Et comme d'habitude, c'est la surprise quotidienne du mois-monstre. J'ai passé un bon moment. Je n'irai pas hurler au génie non plus, surtout que (shame on me), j'ai tendance à ne pas trop apprécier les frères Coen, que je trouve un peu bobo, faussement cools et plutôt chiants. Alors avec un sujet pareil, le simple fait que je n'ai pas rage quit le film au moment ou Scarlett Johanson rage quit sa queue de sirène, ça tient du miracle. Que je n'y ai pas même songé, et qu'en plus je n'ai pas un souvenir douloureux du visionnage, voilà une situation encore plus improbable. Non, le film est intéressant, j'ai souri à plusieurs reprises, et me suis même esclaffée une ou deux fois. J'ai aimé cette construction sur une journée (27 heures plus exactement), et ce schéma à intrigues multiples qui avancent parallèlement, se recoupant éventuellement. Je suis d'ailleurs assez impressionnée, car souvent ce genre de narration a tendance à me déranger, car cela me donne l'impression qu'on saute d'un film à l'autre, et qu'à la fin, on n'a pas un long-métrage, mais plusieurs court-métrages. Ici, rien de tout ça, même si certaines histoires ne se croiseront jamais, il y a une curieuse harmonie qui s'en dégage, et le passage d'une histoire à l'autre ne dégage que de l'enthousiasme. Je l'ai dit le sujet a tendance à me donner des boutons, mais ici j'ai aimé la caricature un peu grotesque des genres de l'âge d'or Hollywoodien, et me suis surprise à m'émerveiller du spectacle, que ce soit les pirouettes du western, le numéro de claquette de la comédie musicale, la grandiloquence des décors du péplum ou, meilleure scène du film, le ballet de natation synchronisée qui enrobe de paillettes une Scarlett Johanson sirène absolument délicieuse.

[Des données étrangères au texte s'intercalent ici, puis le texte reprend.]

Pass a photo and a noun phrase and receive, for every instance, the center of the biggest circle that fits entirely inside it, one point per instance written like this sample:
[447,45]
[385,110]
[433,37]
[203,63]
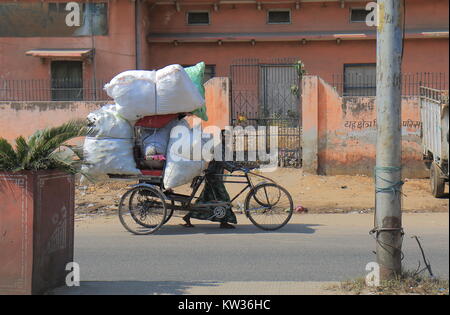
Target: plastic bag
[180,169]
[156,142]
[134,92]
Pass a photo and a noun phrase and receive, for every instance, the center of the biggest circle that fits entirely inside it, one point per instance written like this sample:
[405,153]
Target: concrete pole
[388,216]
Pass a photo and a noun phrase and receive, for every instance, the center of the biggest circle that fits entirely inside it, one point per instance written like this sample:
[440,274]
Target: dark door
[67,80]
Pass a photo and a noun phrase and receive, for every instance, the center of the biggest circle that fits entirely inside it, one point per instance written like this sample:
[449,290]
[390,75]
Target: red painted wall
[322,58]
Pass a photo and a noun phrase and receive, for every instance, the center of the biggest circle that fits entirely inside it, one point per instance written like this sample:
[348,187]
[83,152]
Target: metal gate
[268,94]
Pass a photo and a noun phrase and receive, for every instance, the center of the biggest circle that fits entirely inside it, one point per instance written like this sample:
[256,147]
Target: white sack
[176,92]
[106,123]
[156,142]
[108,156]
[180,170]
[134,92]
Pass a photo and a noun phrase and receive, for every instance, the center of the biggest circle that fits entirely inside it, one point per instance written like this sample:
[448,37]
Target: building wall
[339,133]
[114,53]
[323,58]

Le tout évidemment est rendu sublime par la photographie de Roger Deakins, grand habitué des frères Coen, et magicien de la lumière. Il joue sans peine à passer de la fiction, à la fiction dans la fiction, sans confusion, sans perte d'harmonie, sans jamais se séparer de la perfection graphique qui le caractérise. Il rend hommage à chaque genre, sans manquer d'être moderne et créatif, sans jamais oublier ni ses acteurs ni son sujet. Avec tous ces talents réunis ce soir, je peux pardonner à la sirène de ne pas avoir été réelle, et la remercier même de m'avoir fait voguer jusqu'à ce film.